Being a software developer is much more than writing phone and tablet apps. Below is a list of different development areas taken from the Microsoft Careers site and expanded a bit. By no means is the list exhaustive, but it should give you some ideas of the enormous opportunities that exist for developers, whether you want to develop as a hobby or you want to make it a career.
- Business Software
Consumer software is what you hear about most in the media, things like operating systems, phone apps, etc., but business software is a far larger market. Things like hosted IT solutions, information systems, supply chain management systems, inventory management systems, customer relationship management systems, financial management systems, etc. If there is a company, it needs software to manage every aspect of its operations.
Skype and Lync are the two examples given on the Microsoft Careers website. I’m sure you’ve heard of Skype. Lync is a business-focused communications platform, including VoIP and video conferencing, messaging, and meeting management. But these are just two products from Microsoft. There are hundreds, if not thousands, of companies that have other solutions that are built to either compete with or enhance Microsoft’s own technologies. And that means development opportunities for you.
- Developer Tools
Developers use tools like Visual Studio and Blend to design and build software. But developers had to design and build the developer tools. Every programming language has developer tools, even if it is just a simple text editor. Software needs software.
- Educational Software
eReaders, math applications, art applications, biology applications, the list of possibilities with educational software are endless. And not only are the topics endless, but applications can be built for a variety of audiences (teacher or student) and platforms (PCs, tablets, and phones).
- Entertainment Products
Xbox and PC gaming are the two big areas here. Options include game development and other media solutions, like apps for the Xbox (SmartGlass, Netflix, HBO Go, etc.). And of course you could work on the Xbox development team. The Xbox needs software to run.
- Health Solutions
This bridges both the business market and the consumer market. Hospitals have major information management needs. That means software. And consumers are becoming more and more connected with their health, that means products like the Microsoft Band, software like Health and HealthVault.

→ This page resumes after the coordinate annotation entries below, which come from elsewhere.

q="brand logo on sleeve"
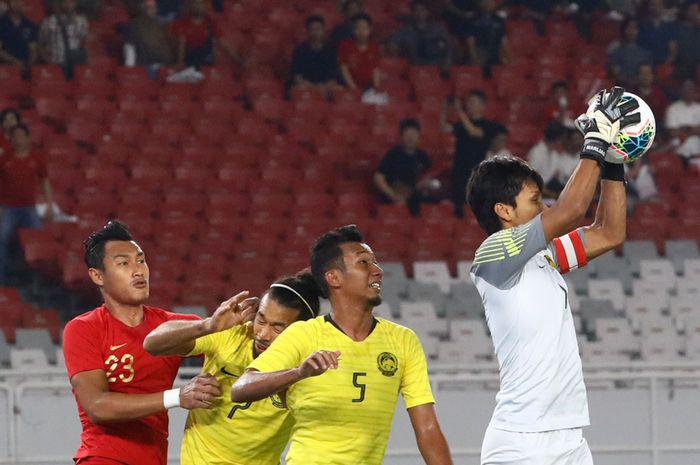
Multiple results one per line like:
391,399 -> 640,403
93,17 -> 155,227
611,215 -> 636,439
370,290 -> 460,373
377,352 -> 399,376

If you haven’t yet heard of HoloLens, you have to check it out. Virtual reality? How about augmented reality! If you want to develop the future, learn to develop for HoloLens.
- Internet of Things
With Windows 10, Microsoft is moving full-force into internet of things (IoT) development. This is going to change the technology world and offers you tremendous opportunity as a developer.

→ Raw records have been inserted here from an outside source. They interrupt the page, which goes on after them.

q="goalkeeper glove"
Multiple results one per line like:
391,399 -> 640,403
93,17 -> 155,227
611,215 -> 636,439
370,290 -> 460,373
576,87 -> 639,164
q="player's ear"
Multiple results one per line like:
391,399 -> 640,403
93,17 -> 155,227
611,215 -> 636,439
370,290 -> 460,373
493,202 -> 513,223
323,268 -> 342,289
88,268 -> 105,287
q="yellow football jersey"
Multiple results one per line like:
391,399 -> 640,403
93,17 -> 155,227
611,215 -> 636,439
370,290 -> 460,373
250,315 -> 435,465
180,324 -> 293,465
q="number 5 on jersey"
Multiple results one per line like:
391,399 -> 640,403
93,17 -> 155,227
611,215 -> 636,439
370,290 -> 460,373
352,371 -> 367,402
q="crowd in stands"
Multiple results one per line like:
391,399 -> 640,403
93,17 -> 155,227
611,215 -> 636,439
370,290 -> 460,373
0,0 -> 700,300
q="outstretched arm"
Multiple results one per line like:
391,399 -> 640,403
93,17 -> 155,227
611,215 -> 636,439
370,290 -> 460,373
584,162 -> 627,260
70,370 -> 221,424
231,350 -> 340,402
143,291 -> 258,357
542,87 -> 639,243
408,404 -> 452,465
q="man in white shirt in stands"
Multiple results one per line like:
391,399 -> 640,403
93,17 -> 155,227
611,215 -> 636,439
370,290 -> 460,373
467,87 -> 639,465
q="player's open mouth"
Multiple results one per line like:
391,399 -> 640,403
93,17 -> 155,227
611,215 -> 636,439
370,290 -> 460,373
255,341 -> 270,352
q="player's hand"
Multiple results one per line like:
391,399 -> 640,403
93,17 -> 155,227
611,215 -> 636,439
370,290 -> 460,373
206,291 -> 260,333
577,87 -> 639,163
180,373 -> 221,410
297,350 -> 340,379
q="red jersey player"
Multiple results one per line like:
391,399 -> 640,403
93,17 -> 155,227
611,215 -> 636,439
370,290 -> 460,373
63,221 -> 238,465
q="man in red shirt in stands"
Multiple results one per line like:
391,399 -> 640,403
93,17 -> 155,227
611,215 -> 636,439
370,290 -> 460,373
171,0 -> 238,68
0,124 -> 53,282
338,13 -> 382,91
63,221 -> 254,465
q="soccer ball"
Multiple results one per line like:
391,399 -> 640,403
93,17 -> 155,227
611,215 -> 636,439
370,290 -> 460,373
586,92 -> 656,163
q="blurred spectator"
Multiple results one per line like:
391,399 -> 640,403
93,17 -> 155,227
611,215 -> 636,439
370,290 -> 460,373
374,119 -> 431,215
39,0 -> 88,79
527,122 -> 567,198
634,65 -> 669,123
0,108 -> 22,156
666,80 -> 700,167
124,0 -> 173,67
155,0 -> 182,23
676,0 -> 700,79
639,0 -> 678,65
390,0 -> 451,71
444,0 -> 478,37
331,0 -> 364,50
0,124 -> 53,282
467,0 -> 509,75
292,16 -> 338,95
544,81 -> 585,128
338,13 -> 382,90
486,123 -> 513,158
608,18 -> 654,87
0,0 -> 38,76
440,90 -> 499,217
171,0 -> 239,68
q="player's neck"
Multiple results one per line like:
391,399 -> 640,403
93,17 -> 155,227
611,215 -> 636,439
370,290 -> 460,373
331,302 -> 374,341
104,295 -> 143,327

Kinect isn’t just for gaming. Kinect for Windows is being used in a wide range of applications. Check this out to get inspired.
- Mobile Software
Mobile software development is unique in that it brings together a wide range of technologies into a single device. With our phones we can make calls, email, text, instant message, listen to music and watch videos, take pictures, and use GPS to navigate. Windows Phone is Microsoft’s current mobile solution, but this is transitioning to Windows 10 with universal apps. This is my development focus and I think it offers tremendous opportunity.
Office is by far the most widely used office productivity suites in the world. As a developer, not only could you work on the Microsoft Office development team, but you could also work for a company that develops office add-ins to bring additional functionality to Office. Or you could focus on automating workflows by tying information systems to Office. There are lots of possibilities here.
- Web Development
From building websites to backend server technologies, there is no shortage of development opportunities in web development.
- Windows Operating System
Virtualization, networking, security, file systems, kernel services, storage, and device technologies: These core components come together to deliver the Windows experience, whether it’s on a mobile phone, a PC, or the web; at home, at the office, in a car, or anywhere in between.